If setting up a trust is not feasible or desirable, it’s still crucially important to separate yourself and your personal information from your small business. Your small business should have a separate bank account, credit cards, etc.

Your business funds and your personal funds should always be kept clearly distinct and separate to avoid the appearance of commingling. Any commingling can open you up to legal issues. The same goes for using business funds to pay for personal expenses.
8. Your Small Business Should Maintain Comprehensive Insurance

Any business, regardless of size, should maintain adequate insurance to protect itself in the event of an accident, natural disaster, data breach, or any number of possible claims. Dealing with property and general liability claims can result in lost time, expense, and frustration. All small businesses should maintain adequate insurance to prevent such problems. Depending on the size and nature of the business, specialized insurance policies may be advisable to provide additional cover.
9. It’s Usually Better to Negotiate Versus Litigate

Lawsuits are expensive, time-consuming, and stressful, and in the end, you may not be happy with the outcome. Even if you think you are the wronged party, a judge may not agree with you.

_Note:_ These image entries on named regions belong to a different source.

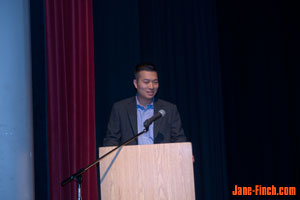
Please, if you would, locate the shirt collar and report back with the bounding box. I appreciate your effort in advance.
[135,96,154,110]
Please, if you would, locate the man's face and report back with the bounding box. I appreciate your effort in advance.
[133,71,159,101]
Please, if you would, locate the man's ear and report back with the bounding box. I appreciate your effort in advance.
[133,79,137,89]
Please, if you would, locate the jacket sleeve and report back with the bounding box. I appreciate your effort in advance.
[171,105,187,142]
[103,104,121,146]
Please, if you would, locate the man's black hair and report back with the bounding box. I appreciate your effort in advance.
[134,63,157,79]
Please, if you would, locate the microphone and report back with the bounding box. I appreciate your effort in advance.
[144,109,166,129]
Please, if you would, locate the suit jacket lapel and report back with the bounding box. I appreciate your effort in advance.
[153,99,162,140]
[127,97,137,135]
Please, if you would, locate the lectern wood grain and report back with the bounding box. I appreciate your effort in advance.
[99,143,195,200]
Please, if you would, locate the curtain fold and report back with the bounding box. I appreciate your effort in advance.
[45,0,98,200]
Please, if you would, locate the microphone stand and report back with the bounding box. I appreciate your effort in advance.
[61,126,149,200]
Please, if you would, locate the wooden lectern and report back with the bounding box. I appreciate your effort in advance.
[99,143,195,200]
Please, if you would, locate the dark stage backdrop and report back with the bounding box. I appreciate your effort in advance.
[217,0,300,190]
[31,0,300,200]
[94,0,228,200]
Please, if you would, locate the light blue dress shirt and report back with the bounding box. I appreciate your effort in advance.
[136,97,154,145]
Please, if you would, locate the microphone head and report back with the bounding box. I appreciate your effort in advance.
[158,109,166,117]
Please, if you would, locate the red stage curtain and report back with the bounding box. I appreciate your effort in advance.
[45,0,98,200]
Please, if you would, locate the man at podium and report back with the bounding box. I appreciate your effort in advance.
[103,63,186,146]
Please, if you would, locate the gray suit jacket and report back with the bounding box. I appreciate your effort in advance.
[103,97,186,146]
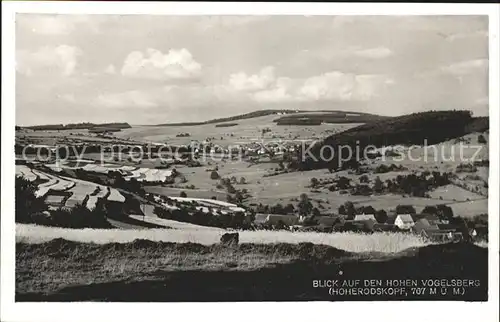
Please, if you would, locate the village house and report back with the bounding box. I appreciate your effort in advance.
[353,214,377,222]
[394,214,415,230]
[254,214,299,227]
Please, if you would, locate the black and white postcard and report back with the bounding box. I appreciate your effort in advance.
[2,2,499,321]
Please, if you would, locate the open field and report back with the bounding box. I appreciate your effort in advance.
[115,115,359,145]
[16,165,125,209]
[16,239,488,302]
[16,223,428,253]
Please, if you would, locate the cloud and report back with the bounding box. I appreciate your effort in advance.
[104,64,116,75]
[446,30,488,41]
[354,47,393,59]
[95,90,158,108]
[441,59,488,76]
[16,45,82,76]
[121,48,201,80]
[229,66,276,91]
[252,71,394,103]
[57,94,76,103]
[16,14,99,36]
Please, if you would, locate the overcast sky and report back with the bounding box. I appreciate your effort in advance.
[16,14,488,125]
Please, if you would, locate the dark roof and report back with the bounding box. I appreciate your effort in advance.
[424,215,441,223]
[437,224,457,230]
[315,216,340,226]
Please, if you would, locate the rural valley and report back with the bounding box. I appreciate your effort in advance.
[16,111,489,300]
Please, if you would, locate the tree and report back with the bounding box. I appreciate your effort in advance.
[337,177,351,189]
[15,177,48,223]
[284,203,295,214]
[210,170,220,180]
[422,206,438,215]
[297,193,312,215]
[436,205,453,220]
[373,177,384,192]
[311,178,319,188]
[271,203,285,215]
[375,209,389,224]
[344,201,356,219]
[396,205,417,215]
[360,206,376,215]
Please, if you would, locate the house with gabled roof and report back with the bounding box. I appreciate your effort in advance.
[353,214,377,222]
[394,214,415,230]
[254,214,299,227]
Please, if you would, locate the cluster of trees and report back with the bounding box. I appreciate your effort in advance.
[154,207,255,229]
[26,122,131,131]
[328,171,452,197]
[255,203,295,215]
[374,163,406,173]
[382,171,452,197]
[420,205,454,221]
[456,163,477,173]
[292,111,474,170]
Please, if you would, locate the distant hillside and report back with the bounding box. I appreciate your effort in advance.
[154,109,387,126]
[23,122,131,131]
[291,111,489,170]
[274,111,388,125]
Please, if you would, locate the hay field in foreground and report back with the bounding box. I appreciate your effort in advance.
[16,224,429,253]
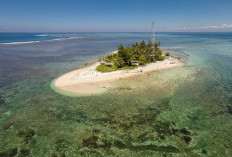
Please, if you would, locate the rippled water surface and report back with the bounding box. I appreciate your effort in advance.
[0,33,232,157]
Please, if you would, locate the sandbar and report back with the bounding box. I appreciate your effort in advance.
[52,51,183,95]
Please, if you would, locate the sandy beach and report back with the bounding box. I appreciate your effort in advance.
[53,51,182,95]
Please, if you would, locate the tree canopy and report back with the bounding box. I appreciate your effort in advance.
[103,40,164,68]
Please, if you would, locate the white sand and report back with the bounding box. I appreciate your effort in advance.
[53,54,182,95]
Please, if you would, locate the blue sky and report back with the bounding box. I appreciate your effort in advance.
[0,0,232,32]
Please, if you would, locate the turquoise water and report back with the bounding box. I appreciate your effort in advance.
[0,33,232,156]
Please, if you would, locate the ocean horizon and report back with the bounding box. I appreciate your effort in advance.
[0,32,232,156]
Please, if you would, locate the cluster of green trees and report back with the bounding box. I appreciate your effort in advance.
[103,40,164,68]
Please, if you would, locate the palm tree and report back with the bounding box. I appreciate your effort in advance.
[114,57,125,68]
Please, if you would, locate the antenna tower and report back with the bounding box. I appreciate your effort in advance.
[151,21,155,42]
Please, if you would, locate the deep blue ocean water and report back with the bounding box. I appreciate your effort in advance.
[0,32,232,157]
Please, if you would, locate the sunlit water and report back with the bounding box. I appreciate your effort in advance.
[0,33,232,157]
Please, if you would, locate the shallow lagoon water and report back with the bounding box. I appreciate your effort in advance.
[0,33,232,156]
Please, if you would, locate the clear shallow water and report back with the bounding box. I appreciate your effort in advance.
[0,33,232,156]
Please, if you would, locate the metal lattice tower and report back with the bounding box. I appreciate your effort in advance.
[151,21,155,42]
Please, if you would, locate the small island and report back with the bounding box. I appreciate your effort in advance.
[96,40,170,72]
[51,40,182,95]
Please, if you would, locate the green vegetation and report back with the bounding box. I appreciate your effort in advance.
[96,64,138,72]
[96,40,165,72]
[165,52,170,56]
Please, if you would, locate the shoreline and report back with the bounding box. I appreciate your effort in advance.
[51,51,183,96]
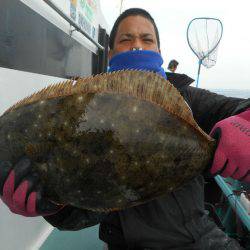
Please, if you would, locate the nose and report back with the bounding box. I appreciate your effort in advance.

Taking a case to court should almost always be the last resort.

Most business attorneys will advise trying to negotiate a settlement agreement rather than litigating a business dispute in court. Alternative dispute methods such as mediation and arbitration can save business owners significant sums of money, as well as valuable hours. They may also offer a way to salvage something out of a business relationship if you so desire, where a court battle is likely to cause irreparable damage.
10. Your Choice of Legal Business Structure Is Important

Small businesses can be structured in a number of different ways. We already discussed sole proprietorship in point number 6, but to recap: the default option of business structures are a sole proprietorship. The downside is that there’s no separation between the business and the business owner.

The more advanced business structures, such as LLC or corporations, exist as their own entities to protect personal assets. In the eyes of the law, there is a corporate shield that exists to protect you personally from business debts.
Keep the Law on Your Side

When you’re starting or continue to run a long term small business, it’s important to know the basics of business law that can impact your company. Remember, lack of knowledge is not a defense to an illegal act or regulatory infraction. That’s why it’s important to seek out small business legal advice from someone who is qualified to give it.

It’s best to always consult with an attorney to provide insight on any legal issues before you commit to a course of action, but this guide can at least give you a sense of some major issues to watch out for.